L’IMAGE COMME TRÉSOR

Un trésor n’est trésor qu’enfoui.
Keith Waldrop, Une cérémonie qui se passait ailleurs

J’avais un jour entrepris la fabrication ce cette sorte d’image « seule, évidente ». Une sorte de caillou. Le rêve de toute forme. Un fantasme de densité. Il s’agissait d’une boîte contenant une photographie (un négatif en fait), que l’on pas atteindre sans l’effacer. Je l’avais nommé l’image comme trésor.

Et devant cette boîte contenant un négatif révélé mais non fixé.

L’image se maintient quand la boîte est fermée, s’obscurcit si elle est exposée.

L’image n’est pas la photographie. C’est-à-dire l’image se montre même si la photographie est cachée. L’image se montre sous la forme d’un secret (situation de dilemme).

Une image en forme de question. N’importe qui pourrait la laisser là, intacte, et ne pas y toucher. L’image reste en suspens. Mais la boîte n’ouvre sur rien : conservées à l’abri de l’air, la découverte des fresques antiques dans les souterrains de Rome se confond avec leur disparition.

Gorki. Sa mère est morte, et sur le tableau elle n’a pas de main. Gorki n’avait-il pas pu les peindre, ou les avait-il effacées par la suite. Ne pouvait-il pas déclarer son tableau achevé. Quelle est cette sorte d’image ? que l’on ne peut pas voir. (Image à venir ou en voie d’effacement.)

Une image vécue dans l’instant. L’instant d’avant la photographie (le suspens). On voudrait saisir l’image au moment où elle se met en marche, où elle reste indécidable.

N’importe qui pourrait attendre, et être étonné, garder cette boîte, là, intacte, à portée de main. Tout ce qu’on a connu pourrait s’y trouver.

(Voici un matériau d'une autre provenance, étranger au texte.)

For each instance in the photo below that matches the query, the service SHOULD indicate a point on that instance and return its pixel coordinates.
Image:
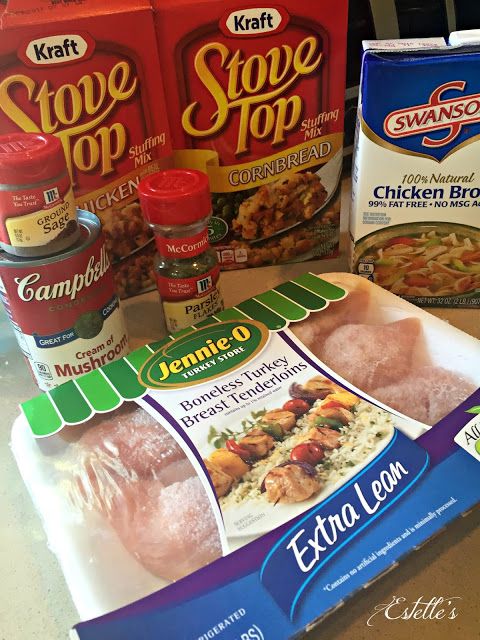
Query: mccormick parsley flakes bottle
(176, 203)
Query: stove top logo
(440, 114)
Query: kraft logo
(252, 22)
(57, 49)
(438, 114)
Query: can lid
(28, 158)
(175, 196)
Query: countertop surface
(35, 603)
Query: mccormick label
(416, 190)
(189, 300)
(93, 80)
(64, 310)
(256, 101)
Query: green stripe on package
(107, 388)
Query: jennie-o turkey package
(255, 99)
(90, 75)
(242, 478)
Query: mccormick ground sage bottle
(176, 204)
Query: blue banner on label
(438, 109)
(69, 335)
(299, 555)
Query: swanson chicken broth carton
(90, 75)
(416, 185)
(241, 478)
(255, 99)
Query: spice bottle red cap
(28, 158)
(175, 196)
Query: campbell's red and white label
(65, 314)
(183, 247)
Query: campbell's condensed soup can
(64, 309)
(37, 208)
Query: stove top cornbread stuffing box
(256, 99)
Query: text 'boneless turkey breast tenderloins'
(256, 469)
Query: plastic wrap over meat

Il faut maintenant que le secret acquiert sa propre forme, en tant que secret : la boîte ne contient pas un secret qui serait la photographie, mais c’est elle-même qui est devenue un secret (l’image).

Rien en dehors du suspens.

Alfred Hitchcock : « Il faut que l’esprit soit vide et que seul reste le suspens ».

[À la lumière, ]

[à peine entrevu. Il ne restera rien.]

Un passé. Une mémoire qui enferme. Dans l’attente l’image tient. Elle est là dans le rêve.

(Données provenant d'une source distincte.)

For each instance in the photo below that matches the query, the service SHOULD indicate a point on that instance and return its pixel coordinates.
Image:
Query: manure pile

L’image disparaît quand vient la photographie (l’objet est périmé). Tandis que l’image infixable reste porteuse d’une fiction constante pour chacun (le secret). Quelque chose reste en attente, vif et enfermé.

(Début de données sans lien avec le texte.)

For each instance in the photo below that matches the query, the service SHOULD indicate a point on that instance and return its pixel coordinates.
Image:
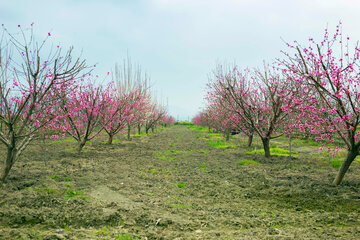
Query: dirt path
(172, 185)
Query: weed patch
(273, 151)
(245, 162)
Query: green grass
(181, 185)
(178, 205)
(68, 140)
(70, 193)
(142, 133)
(336, 163)
(45, 190)
(273, 151)
(220, 144)
(245, 162)
(197, 128)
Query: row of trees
(313, 90)
(43, 89)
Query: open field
(178, 183)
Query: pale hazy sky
(178, 42)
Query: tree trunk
(345, 166)
(266, 144)
(129, 129)
(250, 140)
(81, 146)
(227, 134)
(110, 139)
(9, 162)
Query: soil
(172, 185)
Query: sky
(179, 42)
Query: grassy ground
(179, 183)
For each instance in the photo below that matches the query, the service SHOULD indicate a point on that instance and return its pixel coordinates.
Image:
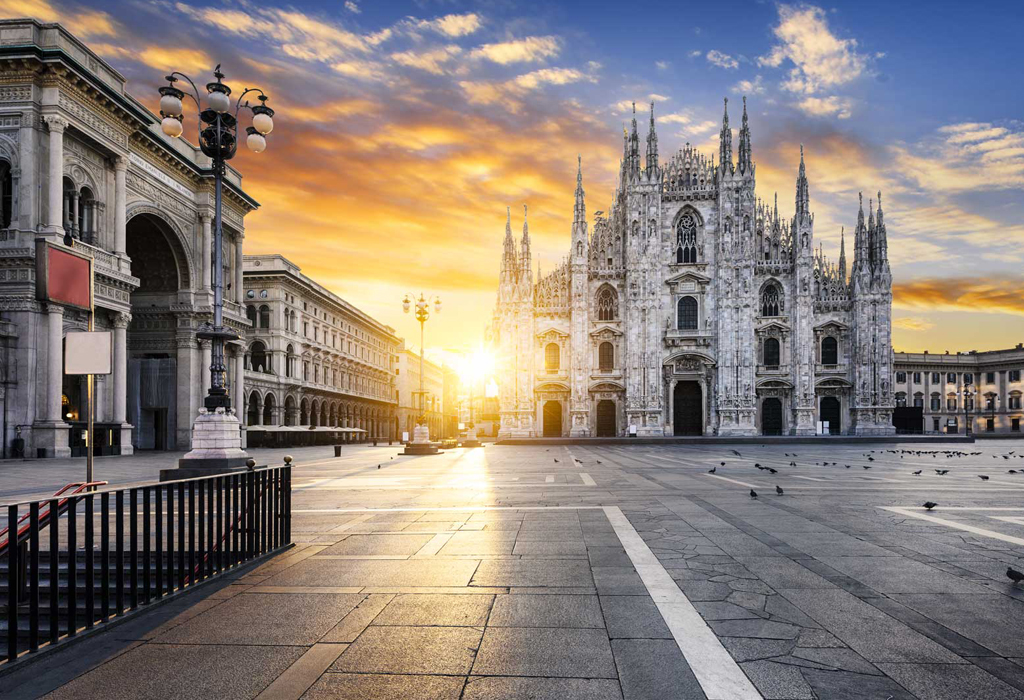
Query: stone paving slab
(818, 594)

Ce qui est enfermé brûle (chaud et actif). Et vous accompagne en pensée.

Vous n’en saurez rien. (Image séparée de ses possibilités de révélation.)

Derrière moi, dans mon dos.

Il n’y aura rien eu. On est dans l’arrêt. Mais ne jamais dire que c’est la fin, ou du moins de rien.

De cette manière je construis une situation : l’image comme trésor. L’image n’est image qu’enfouie.